The amount: 50 cents.

“This is what we do in real life. You release them into the public, they are going to have to pay a copay,” Rep. Justin Hill, R-Lake Saint Louis, told the House Corrections Committee on Wednesday.

He added that it was a bargain price compared to the world outside prison.

“I’d take 50 cents all day long,” he said.
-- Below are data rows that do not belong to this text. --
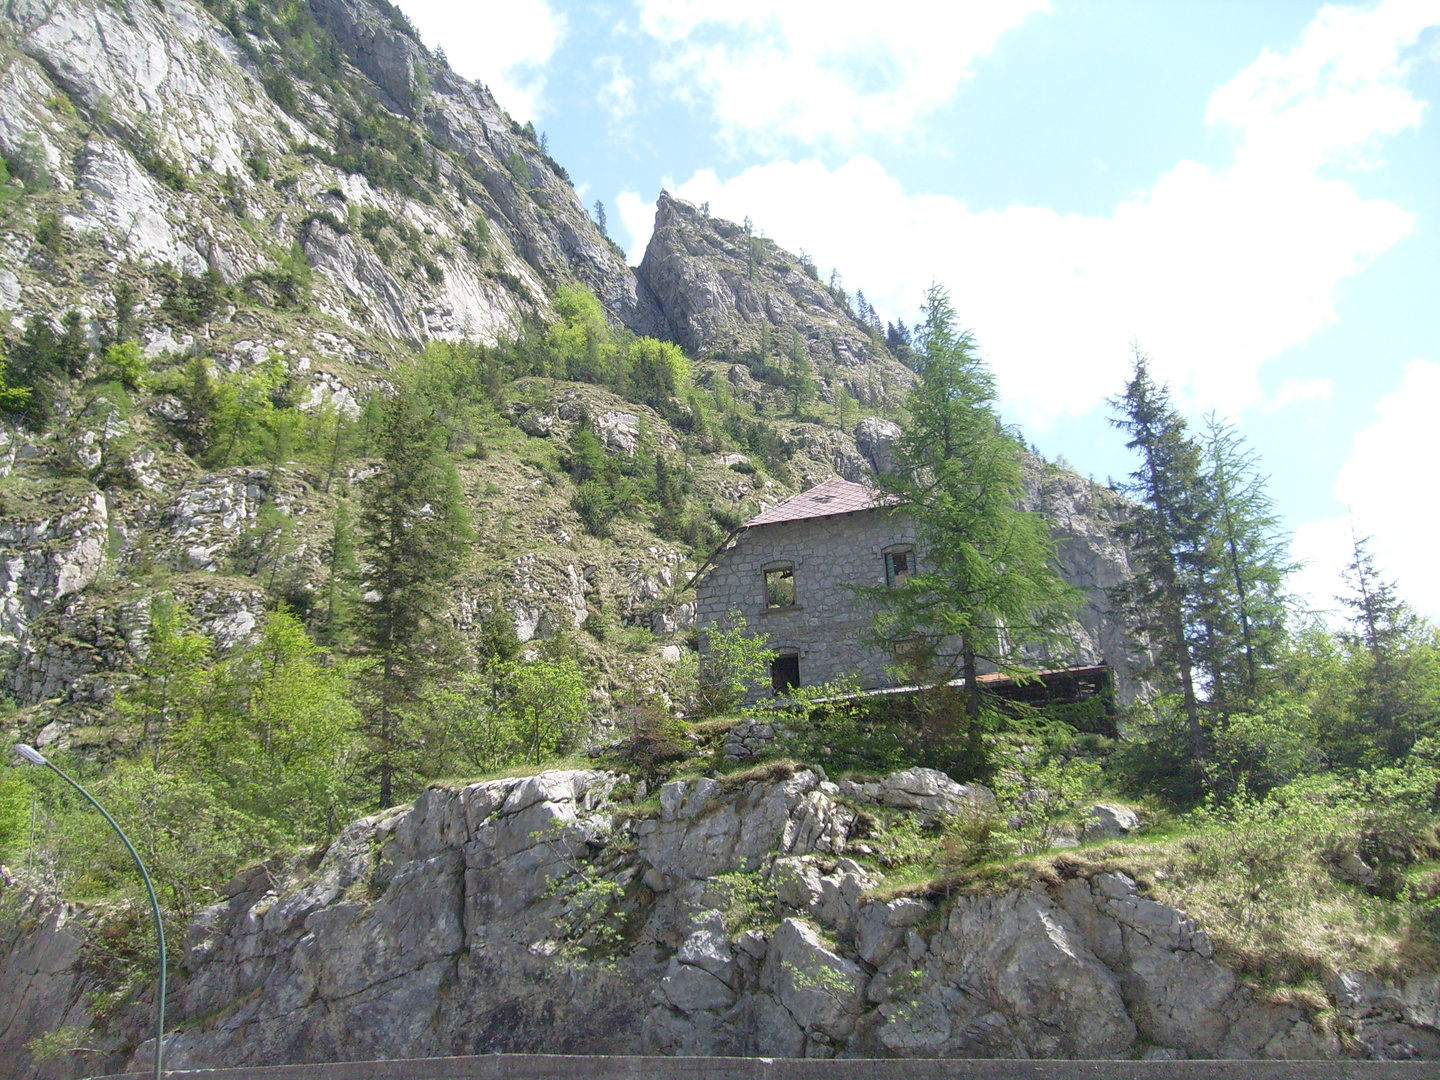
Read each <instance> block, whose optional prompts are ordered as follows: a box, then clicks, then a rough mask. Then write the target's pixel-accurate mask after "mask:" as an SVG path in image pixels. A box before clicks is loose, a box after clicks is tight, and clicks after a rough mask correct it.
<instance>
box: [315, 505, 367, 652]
mask: <svg viewBox="0 0 1440 1080" xmlns="http://www.w3.org/2000/svg"><path fill="white" fill-rule="evenodd" d="M321 557H323V559H324V562H325V570H327V580H325V599H324V609H323V612H321V618H323V622H321V626H320V632H318V638H320V641H321V644H324V645H347V644H350V641H351V638H353V628H354V618H356V612H357V611H359V605H360V590H359V589H357V588H356V583H357V582H359V577H360V564H359V562H357V560H356V534H354V524H353V523H351V520H350V503H348V500H340V501H338V503H336V516H334V520H333V527H331V534H330V543H328V544H327V546H325V549H324V552H323V553H321Z"/></svg>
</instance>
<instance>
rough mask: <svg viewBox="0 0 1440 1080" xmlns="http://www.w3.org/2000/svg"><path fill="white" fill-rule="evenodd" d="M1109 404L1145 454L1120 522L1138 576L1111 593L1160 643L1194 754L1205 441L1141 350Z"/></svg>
mask: <svg viewBox="0 0 1440 1080" xmlns="http://www.w3.org/2000/svg"><path fill="white" fill-rule="evenodd" d="M1112 405H1113V406H1115V408H1116V409H1117V412H1119V416H1116V418H1115V419H1112V423H1113V425H1115V426H1116V428H1119V429H1120V431H1123V432H1125V433H1126V435H1129V441H1128V442H1126V444H1125V445H1126V446H1128V448H1129V449H1133V451H1136V452H1138V454H1139V455H1140V465H1139V468H1138V469H1136V471H1135V472H1133V474H1132V475H1130V482H1129V484H1128V485H1126V487H1125V491H1126V494H1129V495H1132V497H1133V498H1135V500H1136V501H1138V503H1139V504H1140V505H1139V508H1138V510H1136V511H1135V513H1132V514H1130V517H1129V520H1128V521H1126V523H1123V526H1122V534H1123V537H1125V539H1126V541H1128V543H1129V547H1130V562H1132V564H1133V566H1135V567H1136V573H1135V575H1133V576H1132V577H1130V579H1129V580H1128V582H1125V583H1123V585H1120V586H1119V588H1117V589H1115V590H1113V592H1112V600H1115V603H1116V606H1117V609H1119V611H1120V613H1122V616H1123V618H1126V619H1128V622H1129V624H1130V626H1132V629H1133V631H1135V632H1138V634H1140V635H1145V638H1146V639H1149V641H1151V644H1152V645H1153V647H1155V651H1156V654H1158V664H1156V667H1155V675H1156V677H1158V678H1159V680H1161V681H1162V685H1164V687H1165V688H1166V690H1178V691H1179V694H1181V700H1182V703H1184V708H1185V721H1187V739H1188V743H1189V747H1188V749H1189V753H1191V755H1192V756H1194V757H1195V759H1202V757H1204V756H1205V753H1207V749H1205V740H1204V732H1202V727H1201V719H1200V691H1198V688H1197V677H1195V648H1197V642H1198V639H1200V635H1201V628H1202V624H1204V615H1202V611H1201V608H1202V605H1204V598H1205V575H1207V570H1208V569H1210V537H1211V531H1210V528H1211V520H1210V514H1211V505H1210V503H1208V500H1207V498H1205V490H1204V475H1202V469H1204V461H1202V455H1201V449H1200V446H1198V445H1197V444H1195V442H1194V441H1192V439H1191V438H1189V435H1188V433H1187V425H1185V419H1184V418H1182V416H1181V415H1179V412H1176V410H1175V408H1174V406H1172V405H1171V402H1169V389H1168V387H1165V386H1156V384H1155V382H1153V380H1152V379H1151V373H1149V361H1148V359H1146V357H1145V356H1142V354H1140V353H1139V351H1138V350H1136V354H1135V372H1133V376H1132V379H1130V380H1129V382H1128V383H1126V386H1125V395H1123V396H1120V397H1117V399H1115V400H1113V402H1112Z"/></svg>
Moments later, the committee voted 8-2 in favor of House Bill 129, which moves the effort forward. Though the practice has a long way to go before it could be enforced, in 2014 the Legislature cracked down on prisoner purse books by levying sales tax on various commissary and canteen items, a move that reportedly could garner $1 million in annual revenue.

Rep. Rick Brattin, R-Harrisonville, who sponsored the new bill, said the 50-cent copay would reflect the policy in federal prisons. And he said it would teach inmates that there would be “no free ride,” while deterring frivolous requests to see the doctor in order to escape the “daily grind of prison life.”

“The average inmate goes to the doctor five times per month. That’s pretty extensive,” Brattin said by telephone Thursday. “I haven’t been to the doctor in no telling how long.”

The Department of Corrections is required by law to provide medical care for prisoners, a mounting tab that currently runs about $150 million a year. Brattin said if the number of unnecessary visits to the doctor are cut it would be a bargaining chip the next time the medical services contract is negotiated.

Rep. Kimberly Gardner, D-St. Louis, and Bonnaye Mims, D-Kansas City, voted against the bill.

Gardner, a former St. Louis prosecutor, didn’t think it would save money because the medical services contract is a flat fee. She said in an interview that she preferred to focus on offering educational programs and job training to inmates.

“I am for personal responsibility, but I think there is another way to do it,” she said.

Many inmates are indigent and rely on a $7.50 monthly stipend from the state for correspondence, hygiene products and other items such as candy.

“If you take 50 cents out, that’s an undue burden on a person who has limited funds already,” Gardner said.

If an inmate has a high school diploma or GED, the stipend is bumped to $8.50. Some inmates also earn wages doing the laundry and other jobs.